Evet, diyorlar. Bu iki şeye bağlı. Birincisi haberleşme arttı. Artık dünyanın herhangi bir yerindeki sel haberinde insanların haberi oluyor. İkincisi dünyanın nüfusu arttıkça, yerleşim bölgelerinin sayısında büyük artışlar oldu. Eskiden dere taşıyordu, sel oluyordu ama kimseyi etkilemediği için haber olmuyordu. Ama şimdi bu tür afetlere maruz kalan insan sayısında artış oldu. Sel sayısında artış olmadıysa da olaylara maruz kalanların sayısında artış oldu.
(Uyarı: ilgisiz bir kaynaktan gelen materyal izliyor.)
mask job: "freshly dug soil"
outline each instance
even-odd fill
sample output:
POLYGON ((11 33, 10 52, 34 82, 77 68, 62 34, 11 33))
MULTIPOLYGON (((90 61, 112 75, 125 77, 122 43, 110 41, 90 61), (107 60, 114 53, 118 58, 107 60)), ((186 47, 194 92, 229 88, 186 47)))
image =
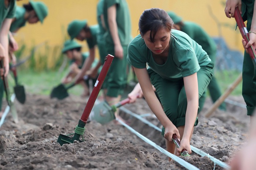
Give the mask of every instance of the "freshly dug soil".
MULTIPOLYGON (((59 134, 74 133, 88 98, 71 96, 58 101, 29 94, 26 98, 24 105, 15 102, 19 122, 14 123, 9 113, 0 128, 0 170, 186 169, 114 121, 105 125, 91 121, 85 126, 84 141, 61 146, 56 142, 59 134)), ((241 96, 228 98, 244 104, 241 96)), ((227 104, 226 112, 217 110, 206 118, 204 113, 212 105, 207 99, 191 144, 228 163, 245 143, 249 117, 246 109, 227 104)), ((147 114, 145 118, 161 128, 143 99, 124 107, 147 114)), ((120 114, 132 128, 165 148, 160 132, 124 112, 120 114)), ((194 152, 181 158, 201 170, 215 167, 207 156, 194 152)), ((223 168, 216 165, 215 169, 223 168)))

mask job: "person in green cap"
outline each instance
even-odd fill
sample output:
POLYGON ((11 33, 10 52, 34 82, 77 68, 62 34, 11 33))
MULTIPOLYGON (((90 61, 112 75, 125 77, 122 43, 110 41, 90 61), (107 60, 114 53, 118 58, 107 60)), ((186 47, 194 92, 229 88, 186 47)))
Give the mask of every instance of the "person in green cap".
MULTIPOLYGON (((9 72, 8 33, 12 18, 14 16, 16 6, 16 1, 14 0, 0 0, 0 62, 1 62, 3 67, 0 69, 1 76, 6 76, 9 72)), ((0 117, 1 117, 2 114, 1 110, 3 93, 4 84, 1 79, 0 117)))
POLYGON ((177 155, 183 149, 191 152, 198 99, 211 80, 213 63, 201 46, 185 33, 172 29, 173 23, 163 10, 145 10, 139 19, 140 34, 130 43, 127 59, 147 103, 163 126, 167 151, 177 155), (181 139, 178 149, 173 134, 181 139))
MULTIPOLYGON (((104 34, 107 54, 114 56, 103 88, 105 97, 110 105, 118 102, 127 83, 126 60, 131 39, 131 22, 128 5, 125 0, 104 0, 104 34)), ((116 117, 119 117, 118 112, 116 117)))
MULTIPOLYGON (((89 55, 88 52, 82 53, 81 47, 82 46, 80 44, 74 40, 67 40, 64 43, 62 52, 66 54, 70 61, 70 71, 62 81, 63 84, 67 84, 71 82, 75 76, 81 72, 81 69, 85 61, 89 55)), ((93 68, 96 66, 98 63, 98 61, 97 60, 95 60, 94 61, 92 65, 93 68, 92 69, 94 69, 93 68)), ((97 76, 99 73, 99 71, 100 71, 99 69, 98 70, 97 76)), ((97 80, 97 78, 91 78, 87 76, 85 76, 84 81, 81 81, 80 83, 84 88, 84 93, 81 95, 81 97, 85 97, 89 95, 89 81, 91 80, 93 84, 94 84, 97 80)))
POLYGON ((22 7, 17 6, 9 33, 10 51, 15 51, 18 48, 11 33, 17 32, 19 29, 25 26, 27 22, 33 24, 40 21, 43 23, 48 14, 48 8, 42 1, 30 0, 29 3, 23 4, 22 7))
MULTIPOLYGON (((78 40, 86 41, 89 49, 89 55, 83 65, 81 71, 75 78, 77 82, 83 78, 85 73, 89 71, 95 59, 96 47, 98 44, 97 37, 99 32, 98 25, 89 26, 87 20, 74 20, 71 22, 67 27, 67 32, 71 39, 76 38, 78 40)), ((89 76, 95 77, 99 68, 101 65, 99 61, 96 67, 91 70, 89 76)))
POLYGON ((227 17, 234 17, 237 6, 238 7, 244 21, 247 21, 246 27, 249 31, 250 41, 248 44, 246 44, 244 39, 242 40, 245 50, 242 71, 242 93, 246 103, 247 115, 250 116, 251 119, 256 107, 256 68, 246 50, 252 44, 254 45, 255 47, 256 46, 256 4, 254 0, 227 0, 225 8, 225 13, 227 17))
MULTIPOLYGON (((203 49, 207 53, 210 58, 215 63, 216 59, 217 46, 212 39, 207 33, 198 24, 189 21, 183 21, 179 16, 172 11, 167 11, 169 16, 173 21, 173 28, 181 31, 187 34, 192 39, 202 46, 203 49)), ((221 96, 220 88, 217 79, 213 75, 207 88, 213 102, 215 102, 221 96)), ((199 112, 202 110, 205 99, 206 92, 200 98, 199 112)), ((219 108, 226 110, 225 103, 222 103, 219 108)))

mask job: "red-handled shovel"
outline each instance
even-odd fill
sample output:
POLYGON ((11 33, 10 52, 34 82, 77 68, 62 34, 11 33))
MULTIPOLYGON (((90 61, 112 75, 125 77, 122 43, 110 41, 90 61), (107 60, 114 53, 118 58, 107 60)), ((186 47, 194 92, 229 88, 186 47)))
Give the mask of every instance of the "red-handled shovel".
POLYGON ((82 116, 78 121, 78 125, 76 127, 75 133, 67 135, 60 134, 57 142, 59 143, 61 146, 62 146, 62 145, 65 144, 73 143, 75 140, 80 142, 84 141, 83 135, 84 133, 85 129, 85 126, 113 58, 114 56, 110 54, 108 54, 106 57, 105 59, 105 62, 102 67, 96 83, 94 85, 92 93, 89 98, 82 116), (70 137, 70 135, 74 135, 73 137, 70 137), (82 138, 82 140, 80 139, 81 135, 82 138))
MULTIPOLYGON (((239 10, 238 7, 235 8, 235 14, 234 14, 234 17, 235 21, 237 23, 237 26, 239 28, 240 32, 242 34, 242 36, 243 37, 246 43, 248 43, 250 39, 249 39, 249 34, 248 33, 248 31, 245 27, 245 25, 244 22, 244 20, 242 18, 241 14, 240 14, 239 10)), ((251 46, 247 49, 248 53, 250 55, 252 63, 254 65, 254 68, 256 69, 256 52, 255 51, 255 48, 253 45, 252 45, 251 46)))
MULTIPOLYGON (((137 94, 136 97, 139 97, 137 94)), ((130 99, 127 98, 116 105, 110 106, 105 101, 101 102, 94 106, 90 114, 90 120, 94 120, 103 124, 116 119, 114 113, 117 109, 130 102, 130 99)))

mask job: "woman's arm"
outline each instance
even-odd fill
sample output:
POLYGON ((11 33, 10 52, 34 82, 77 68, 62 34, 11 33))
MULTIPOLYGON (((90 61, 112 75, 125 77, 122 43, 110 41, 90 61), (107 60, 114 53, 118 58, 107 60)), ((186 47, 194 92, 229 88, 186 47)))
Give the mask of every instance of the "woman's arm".
POLYGON ((81 72, 78 74, 75 78, 75 81, 76 83, 78 83, 77 81, 81 80, 85 73, 85 72, 89 70, 92 66, 92 64, 93 63, 95 59, 95 47, 91 48, 89 50, 90 55, 85 60, 84 63, 83 65, 83 67, 81 69, 81 72))
POLYGON ((115 4, 107 9, 107 22, 109 31, 114 42, 115 57, 122 58, 123 49, 118 35, 117 23, 116 22, 116 4, 115 4))
POLYGON ((197 73, 184 77, 183 80, 187 105, 184 132, 180 142, 180 147, 178 149, 178 151, 179 153, 183 149, 186 148, 189 153, 190 153, 190 138, 197 115, 198 107, 198 90, 197 73))
POLYGON ((179 138, 180 136, 179 131, 165 114, 154 92, 147 69, 146 68, 140 69, 134 68, 134 71, 149 106, 165 129, 165 138, 169 141, 172 141, 172 135, 173 134, 176 134, 179 138))

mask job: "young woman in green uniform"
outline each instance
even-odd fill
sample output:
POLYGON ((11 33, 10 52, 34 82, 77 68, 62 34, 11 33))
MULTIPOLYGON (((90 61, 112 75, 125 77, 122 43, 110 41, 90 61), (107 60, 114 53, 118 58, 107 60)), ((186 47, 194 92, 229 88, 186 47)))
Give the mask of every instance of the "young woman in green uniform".
MULTIPOLYGON (((227 0, 225 8, 227 17, 234 17, 235 9, 238 6, 244 21, 247 20, 246 28, 249 32, 250 41, 243 44, 245 49, 253 44, 256 46, 256 7, 254 0, 227 0)), ((242 71, 242 94, 246 105, 247 115, 252 116, 256 107, 256 69, 249 54, 245 52, 242 71)))
POLYGON ((139 22, 140 34, 130 43, 127 60, 134 68, 150 108, 163 126, 167 150, 178 154, 185 149, 191 153, 198 99, 211 80, 213 65, 201 46, 185 33, 172 30, 173 24, 164 10, 144 11, 139 22), (181 139, 178 150, 172 142, 174 134, 181 139))
MULTIPOLYGON (((195 23, 183 21, 181 17, 177 15, 172 11, 167 11, 167 13, 173 22, 173 29, 186 33, 202 46, 203 49, 207 53, 210 58, 215 64, 217 52, 216 44, 202 28, 195 23)), ((215 102, 221 96, 222 94, 218 82, 214 76, 212 78, 207 88, 210 92, 212 100, 215 102)), ((203 108, 205 97, 206 93, 204 92, 200 98, 201 102, 200 102, 200 105, 199 106, 198 113, 203 108)), ((225 103, 222 103, 219 108, 223 110, 226 110, 225 103)))
MULTIPOLYGON (((3 60, 4 69, 1 69, 1 75, 4 72, 6 76, 9 72, 9 57, 8 56, 8 33, 10 29, 12 18, 14 15, 16 1, 14 0, 0 0, 0 60, 3 60)), ((2 101, 4 93, 4 84, 0 79, 0 111, 1 110, 2 101)), ((0 117, 2 112, 0 112, 0 117)))
MULTIPOLYGON (((67 40, 64 43, 62 52, 65 54, 70 61, 69 72, 63 79, 62 83, 67 84, 70 83, 74 77, 81 72, 81 69, 85 61, 89 55, 88 52, 81 52, 81 48, 82 46, 74 40, 67 40)), ((98 60, 95 60, 92 63, 92 68, 95 67, 98 63, 98 60)), ((98 71, 97 76, 98 75, 99 71, 99 70, 98 71)), ((96 78, 91 78, 88 76, 87 79, 80 82, 84 88, 84 93, 81 95, 81 97, 85 97, 89 95, 89 81, 92 80, 92 84, 94 85, 97 78, 98 76, 96 78)))
MULTIPOLYGON (((67 32, 71 39, 75 38, 81 41, 86 40, 90 54, 83 64, 81 72, 75 78, 76 82, 82 78, 85 72, 89 70, 95 59, 96 47, 98 44, 97 37, 99 31, 99 29, 98 25, 89 26, 86 20, 75 20, 69 24, 67 32)), ((95 76, 100 65, 99 61, 95 69, 90 73, 90 75, 92 77, 95 76)))

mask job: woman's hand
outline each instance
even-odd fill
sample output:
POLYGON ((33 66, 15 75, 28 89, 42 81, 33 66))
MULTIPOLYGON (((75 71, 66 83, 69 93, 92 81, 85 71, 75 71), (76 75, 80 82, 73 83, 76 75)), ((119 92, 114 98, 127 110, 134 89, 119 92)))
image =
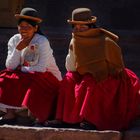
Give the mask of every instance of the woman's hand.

Küresel iklim değişikliğini ve sonuçlarını özetler misiniz?
İklim değişiklikleri önümüzdeki yıllarda insanlığın ve dünyanın karşısına çıkacak en büyük çevre felaketi.
Meteoroloji uzmanları, iklim değişikliğini sadece çok büyük seller, sıcak hava, kuraklık, dolu yağışı gibi olağandışı hava şartları ile açıklamıyoruz. Gündelik hava şartlarıyla iklim farklı şeyler.
Küresel ısınma, küresel iklim değişikliğinin sonuçlarından bir tanesi. Biz örneğin, tüm yılın ortalama sıcaklığına bakıyoruz. Örneğin, 1986 son bin 400 yılın en sıcak yılıydı. 86'dan sonraki yılların ortalaması da böyle sıcaktı. Bizi ilgilendiren, dünyanın ortalama hava sıcaklığıdır. Bu normalde 15 derecedir ama, şimdi 15.6 civarına yükseldi.
Buzulların erimesi?
İkinci sonuç, buzulların erimesi, deniz su seviyesinin yükselmesi. Kutuplardaki ve dağların tepesindeki buzullar eriyor. Bu, denizlerin su seviyesinin yükselmesine neden oluyor. Bu gündelik işaret değil, sürekli oluyor.
Üçüncüsü, narin kuş türlerinde büyük ölümler var. Eskiden madenciler madene inerken yanlarında kanarya gibi kuşları indirirlermiş. Bu kuşlar fenalaşırsa, madendeki havanın bozulduğunu anlar madeni terk ederlermiş. Bugün de narin kuş ölümleri, havanın kimyasal yapısının bozulduğunu gösteriyor. Bu kuş türlerinde hızlıca ölüm var.
Dördüncü sonuç, göç. İnsanlar, bitkiler, balıklar, kuşlar orta enlemlerden daha serin olan kuzeye ya da güneye göç ediyor. Geçenlerde Hint Okyanusu'ndan kalkan tropikal bir balık Süveyş Kanalı'nı geçerek Antalya kıyılarına kadar gelmişti. Bir tropikal balık artık bu denizlerde yaşayabilecek ortam buluyor.
Ağaçların yaş halkalarındaki büyümeler de iklimin değiştiğini gösteriyor. (BB)
Konuyla ilgili ayrıntılı bilgi, Doç. Dr. Kadıoğlu'nun "Bildiğiniz Havaların Sonu, Küresel İklim Değişikliği ve Türkiye" kitabından edinilebilir.